Impaired neutral sphingomyelinase activation and cutaneous barrier repair in FAN-deficient mice.

D Kreder 1, O Krut 1, S Adam-Klages 1, K Wiegmann 1, G Scherer 1, T Plitz 1, J M Jensen 1, E Proksch 1, J Steinmann 1, K Pfeffer 1, M Krönke 1
PMCID: PMC1171329  PMID: 10228161

Abstract

The WD-40 repeat protein FAN binds to a distinct domain of the p55 receptor for tumor necrosis factor (TNF) and signals the activation of neutral sphingomyelinase (N-SMase). To analyze the physiological role of FAN in vivo, we generated FAN-deficient mice by targeted gene disruption. Mice lacking a functional FAN protein do not show any overt phenotypic abnormalities; in particular, the architecture and cellular composition of lymphoid organs appeared to be unaltered.
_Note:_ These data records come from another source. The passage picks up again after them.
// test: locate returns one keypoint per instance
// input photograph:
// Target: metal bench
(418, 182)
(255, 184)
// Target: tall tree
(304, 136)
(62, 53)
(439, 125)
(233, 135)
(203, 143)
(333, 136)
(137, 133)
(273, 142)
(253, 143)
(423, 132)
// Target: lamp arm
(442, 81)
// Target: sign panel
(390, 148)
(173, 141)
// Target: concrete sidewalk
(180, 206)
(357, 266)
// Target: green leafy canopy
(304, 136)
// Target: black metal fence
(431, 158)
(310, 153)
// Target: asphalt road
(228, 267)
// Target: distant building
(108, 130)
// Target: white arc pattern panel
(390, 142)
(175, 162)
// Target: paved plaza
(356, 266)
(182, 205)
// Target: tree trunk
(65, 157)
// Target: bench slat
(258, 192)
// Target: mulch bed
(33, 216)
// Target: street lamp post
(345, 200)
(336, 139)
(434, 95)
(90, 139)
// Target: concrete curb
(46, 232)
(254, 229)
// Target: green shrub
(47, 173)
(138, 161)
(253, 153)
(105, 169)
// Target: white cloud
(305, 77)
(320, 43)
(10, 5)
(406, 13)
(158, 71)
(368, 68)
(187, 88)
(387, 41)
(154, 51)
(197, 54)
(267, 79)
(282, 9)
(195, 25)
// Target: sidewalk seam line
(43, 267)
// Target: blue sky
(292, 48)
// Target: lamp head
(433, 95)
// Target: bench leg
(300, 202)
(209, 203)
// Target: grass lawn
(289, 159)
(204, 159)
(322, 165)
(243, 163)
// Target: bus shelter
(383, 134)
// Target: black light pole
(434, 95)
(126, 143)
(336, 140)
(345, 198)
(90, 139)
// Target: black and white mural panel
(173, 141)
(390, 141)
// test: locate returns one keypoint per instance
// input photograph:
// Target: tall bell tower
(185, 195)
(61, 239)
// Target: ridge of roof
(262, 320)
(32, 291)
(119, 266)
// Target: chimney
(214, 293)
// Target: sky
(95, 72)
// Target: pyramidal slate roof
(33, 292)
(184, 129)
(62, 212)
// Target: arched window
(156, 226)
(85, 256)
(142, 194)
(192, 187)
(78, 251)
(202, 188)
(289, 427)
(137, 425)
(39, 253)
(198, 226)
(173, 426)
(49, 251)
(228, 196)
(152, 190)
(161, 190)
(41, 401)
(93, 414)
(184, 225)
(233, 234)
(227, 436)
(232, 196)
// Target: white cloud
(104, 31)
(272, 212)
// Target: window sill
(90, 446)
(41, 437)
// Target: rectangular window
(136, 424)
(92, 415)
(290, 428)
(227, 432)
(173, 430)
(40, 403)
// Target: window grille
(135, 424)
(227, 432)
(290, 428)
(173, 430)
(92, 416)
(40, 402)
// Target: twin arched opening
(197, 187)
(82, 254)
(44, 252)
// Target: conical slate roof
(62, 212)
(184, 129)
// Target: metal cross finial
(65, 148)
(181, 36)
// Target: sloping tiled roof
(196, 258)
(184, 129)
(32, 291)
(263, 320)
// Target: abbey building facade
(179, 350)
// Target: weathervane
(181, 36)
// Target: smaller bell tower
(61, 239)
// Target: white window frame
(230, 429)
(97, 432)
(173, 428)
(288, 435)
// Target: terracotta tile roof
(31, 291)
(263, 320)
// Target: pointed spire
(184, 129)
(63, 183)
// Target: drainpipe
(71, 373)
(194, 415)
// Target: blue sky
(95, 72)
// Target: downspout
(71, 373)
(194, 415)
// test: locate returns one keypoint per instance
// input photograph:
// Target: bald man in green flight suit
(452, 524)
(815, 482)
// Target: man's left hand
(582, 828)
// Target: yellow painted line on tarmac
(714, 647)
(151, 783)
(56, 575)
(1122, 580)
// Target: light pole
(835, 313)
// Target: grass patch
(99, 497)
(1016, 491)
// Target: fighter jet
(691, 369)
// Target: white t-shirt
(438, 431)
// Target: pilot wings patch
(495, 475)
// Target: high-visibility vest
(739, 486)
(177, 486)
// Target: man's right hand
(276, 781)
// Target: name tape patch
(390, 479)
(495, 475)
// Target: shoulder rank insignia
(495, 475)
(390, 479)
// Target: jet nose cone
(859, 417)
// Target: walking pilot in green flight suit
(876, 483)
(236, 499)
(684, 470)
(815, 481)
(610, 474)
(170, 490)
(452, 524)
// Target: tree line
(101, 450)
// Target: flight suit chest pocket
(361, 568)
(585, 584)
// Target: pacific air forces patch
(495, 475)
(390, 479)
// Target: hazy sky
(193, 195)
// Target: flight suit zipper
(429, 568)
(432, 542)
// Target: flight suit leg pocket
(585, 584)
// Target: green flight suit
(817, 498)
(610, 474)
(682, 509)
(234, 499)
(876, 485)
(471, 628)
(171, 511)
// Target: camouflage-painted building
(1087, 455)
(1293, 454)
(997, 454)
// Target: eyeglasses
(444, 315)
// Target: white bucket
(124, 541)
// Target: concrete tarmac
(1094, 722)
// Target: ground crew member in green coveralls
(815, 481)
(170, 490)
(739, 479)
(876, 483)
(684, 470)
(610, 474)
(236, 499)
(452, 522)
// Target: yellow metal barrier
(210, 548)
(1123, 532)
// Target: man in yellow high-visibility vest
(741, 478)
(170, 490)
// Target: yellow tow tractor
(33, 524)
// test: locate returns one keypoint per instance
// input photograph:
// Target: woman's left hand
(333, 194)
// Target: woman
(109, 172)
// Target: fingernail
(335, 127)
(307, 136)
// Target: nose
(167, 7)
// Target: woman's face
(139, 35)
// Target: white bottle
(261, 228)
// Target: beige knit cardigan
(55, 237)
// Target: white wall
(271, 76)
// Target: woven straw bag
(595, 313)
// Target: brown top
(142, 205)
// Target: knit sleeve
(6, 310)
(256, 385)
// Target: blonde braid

An essential role of FAN in the TNF-induced activation of N-SMase was demonstrated using thymocytes from FAN knockout mice. Activation of extracellular signal-regulated kinases in response to TNF treatment, however, was not impaired by the absence of the FAN protein. FAN-deficient mice show delayed kinetics of recovery after cutaneous barrier disruption suggesting a physiological role of FAN in epidermal barrier repair. Although FAN exhibits striking structural homologies with the CHS/Beige proteins, FAN-deficient mice did not reproduce the phenotype of beige mice.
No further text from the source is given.